„So viel Freiheit wie möglich, aber so viel Bankenregulierung wie nötig“

Rülke und Grimm auf Diskussionsforum Foyer liberal im Landtag

(tutut). „Wir Liberale folgen einem ordnungspolitischen Leitbild: So viel Freiheit wie möglich, aber so viel Bankenregulierung wie nötig. Das heißt, wir brauchen notwendige Regeln, damit bestimmte Auswüchse bei den Banken unterbleiben. Aus unserer Sicht kann man kleine und mittlere Banken nicht mit internationalen Geldhäusern gleichbehandeln. Es kann nicht sein, dass Kreditgeschäfte für den Mittelstand auf gleicher Stufe stehen wie hochspekulative Finanzmarkttransaktionen. Gerade in einer Zeit, in der wir dringend Investitionen und Wachstum brauchen, darf der Mittelstand nicht für Fehler anderer in Anspruch genommen werden.“ Mit diesen Worten eröffnete der Vorsitzende der FDP-Landtagsfraktion Dr. Hans-Ulrich Rülke vor über 120 Gästen im Landtag das Diskussionsforum „Foyer liberal“ zum Thema „Basel III – Chance oder Risiko für Mittelstand und Bankensystem?“.

Prof. Dr. Ashok Kaul (Universität Saarland) sagte laut einer Pressemitteilung der FDP in seinem Eingangsreferat, dass das Ziel der Bankenregulierung „ein gesundes – nicht notwendigerweise betriebswirtschaftlich hochprofitables – Bankensystem sein muss, das dem Mittelstand faire Kreditbedingungen gibt“. Es sei weder eine Subventionierung noch eine Benachteiligung des Mittelstandes durch die Regelungen von Basel III wünschenswert. Aktuell mangele es an empirisch fundierten Untersuchungen, die eine Höhe für die Absenkung der Eigenmittelunterlegung des Mittelstandkredites quantifizieren. Daher bedürfe es einer ausreichenden Übergangszeit, um auch durch mehr und bessere Forschung die tatsächliche Risikostruktur des Mittelstandkredits zu bemessen, so  Prof. Kaul.
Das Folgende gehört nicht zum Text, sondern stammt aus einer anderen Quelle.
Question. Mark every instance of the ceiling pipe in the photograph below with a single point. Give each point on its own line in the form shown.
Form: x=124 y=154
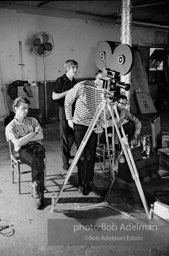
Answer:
x=147 y=5
x=126 y=35
x=142 y=23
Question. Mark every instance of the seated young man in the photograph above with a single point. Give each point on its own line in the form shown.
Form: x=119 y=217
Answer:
x=26 y=135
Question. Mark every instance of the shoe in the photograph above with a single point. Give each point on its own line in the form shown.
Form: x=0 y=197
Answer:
x=92 y=187
x=35 y=190
x=66 y=166
x=37 y=194
x=121 y=158
x=84 y=189
x=39 y=202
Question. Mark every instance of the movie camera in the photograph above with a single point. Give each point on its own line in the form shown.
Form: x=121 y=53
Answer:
x=114 y=63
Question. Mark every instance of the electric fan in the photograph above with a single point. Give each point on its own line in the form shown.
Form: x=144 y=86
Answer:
x=42 y=45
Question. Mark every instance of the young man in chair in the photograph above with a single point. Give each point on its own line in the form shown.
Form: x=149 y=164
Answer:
x=26 y=135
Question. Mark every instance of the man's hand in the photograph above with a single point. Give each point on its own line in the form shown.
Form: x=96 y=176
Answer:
x=37 y=129
x=71 y=124
x=134 y=141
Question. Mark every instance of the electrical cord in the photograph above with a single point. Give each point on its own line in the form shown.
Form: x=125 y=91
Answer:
x=6 y=229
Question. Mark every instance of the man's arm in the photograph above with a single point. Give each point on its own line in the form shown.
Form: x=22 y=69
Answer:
x=23 y=140
x=69 y=100
x=57 y=96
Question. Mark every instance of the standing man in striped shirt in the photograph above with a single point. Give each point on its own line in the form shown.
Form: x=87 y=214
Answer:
x=26 y=135
x=88 y=95
x=61 y=88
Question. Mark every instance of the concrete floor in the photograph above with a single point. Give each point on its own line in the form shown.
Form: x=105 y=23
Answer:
x=31 y=225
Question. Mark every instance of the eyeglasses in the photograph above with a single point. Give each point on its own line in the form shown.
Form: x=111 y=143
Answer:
x=124 y=104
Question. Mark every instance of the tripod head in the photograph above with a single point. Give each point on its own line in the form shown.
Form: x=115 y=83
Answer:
x=114 y=63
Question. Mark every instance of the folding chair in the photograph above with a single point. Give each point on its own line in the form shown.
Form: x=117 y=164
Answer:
x=16 y=165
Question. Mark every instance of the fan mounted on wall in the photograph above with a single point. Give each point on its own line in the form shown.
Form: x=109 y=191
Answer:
x=42 y=44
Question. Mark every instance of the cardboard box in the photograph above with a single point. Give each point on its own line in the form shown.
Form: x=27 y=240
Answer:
x=145 y=167
x=164 y=158
x=161 y=210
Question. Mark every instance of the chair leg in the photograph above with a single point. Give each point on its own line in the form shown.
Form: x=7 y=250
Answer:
x=19 y=177
x=12 y=170
x=45 y=170
x=104 y=157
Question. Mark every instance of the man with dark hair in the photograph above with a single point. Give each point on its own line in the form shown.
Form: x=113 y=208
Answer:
x=87 y=95
x=26 y=135
x=61 y=88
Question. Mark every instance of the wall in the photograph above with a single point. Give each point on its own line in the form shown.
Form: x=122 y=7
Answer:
x=73 y=38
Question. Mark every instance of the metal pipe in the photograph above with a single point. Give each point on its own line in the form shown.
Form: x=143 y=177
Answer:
x=126 y=35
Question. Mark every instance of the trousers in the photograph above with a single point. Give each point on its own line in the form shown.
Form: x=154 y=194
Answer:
x=66 y=136
x=87 y=159
x=33 y=155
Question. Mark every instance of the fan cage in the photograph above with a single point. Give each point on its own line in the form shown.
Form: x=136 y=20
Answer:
x=42 y=44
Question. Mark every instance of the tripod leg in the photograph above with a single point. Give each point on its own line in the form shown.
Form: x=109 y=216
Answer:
x=129 y=158
x=81 y=148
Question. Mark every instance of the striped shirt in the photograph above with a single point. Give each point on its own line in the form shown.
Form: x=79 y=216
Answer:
x=87 y=97
x=16 y=129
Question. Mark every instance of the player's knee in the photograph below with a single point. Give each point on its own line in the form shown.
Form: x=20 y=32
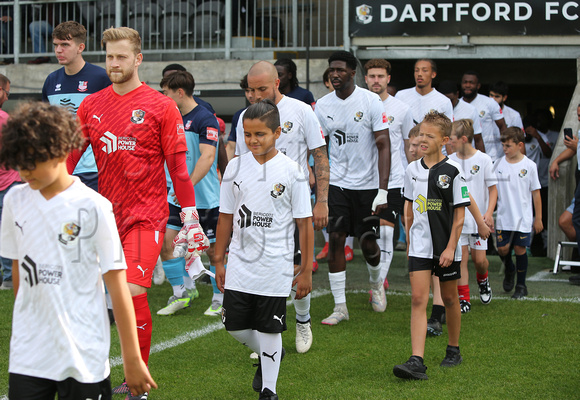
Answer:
x=503 y=251
x=369 y=247
x=419 y=300
x=449 y=299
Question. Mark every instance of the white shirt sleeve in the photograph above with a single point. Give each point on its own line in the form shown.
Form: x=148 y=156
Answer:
x=489 y=173
x=107 y=242
x=301 y=206
x=241 y=147
x=227 y=199
x=408 y=185
x=321 y=121
x=460 y=191
x=534 y=179
x=313 y=130
x=378 y=114
x=495 y=110
x=407 y=124
x=9 y=247
x=477 y=129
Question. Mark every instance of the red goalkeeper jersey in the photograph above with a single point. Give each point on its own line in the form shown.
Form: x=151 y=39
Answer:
x=131 y=136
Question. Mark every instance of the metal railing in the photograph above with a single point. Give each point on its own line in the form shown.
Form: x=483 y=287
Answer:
x=186 y=28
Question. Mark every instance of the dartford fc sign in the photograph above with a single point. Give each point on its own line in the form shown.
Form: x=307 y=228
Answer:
x=481 y=18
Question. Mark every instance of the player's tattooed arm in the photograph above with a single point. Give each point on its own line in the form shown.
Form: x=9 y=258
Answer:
x=223 y=233
x=322 y=174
Auch der mittelstandspolitische Sprecher der FDP-Landtagsfraktion, Leopold Grimm, hob hervor, dass Basel III nicht zu Lasten der mittelständischen Unternehmen in Deutschland gehen dürften. „Basel III muss für alle gelten, damit nie wieder eine Krise wie 2008 und 2009 passiert“, sagte Grimm. Auch wenn Banken derzeit darauf verwiesen, dass es keine Kreditklemme gebe, so verhielten sich Geldinstitute gegenüber dem Mittelstand leider oft so wie jemand, „der einen Regenschirm bei Sonne verleiht, ihn bei Regen aber zurückfordert“.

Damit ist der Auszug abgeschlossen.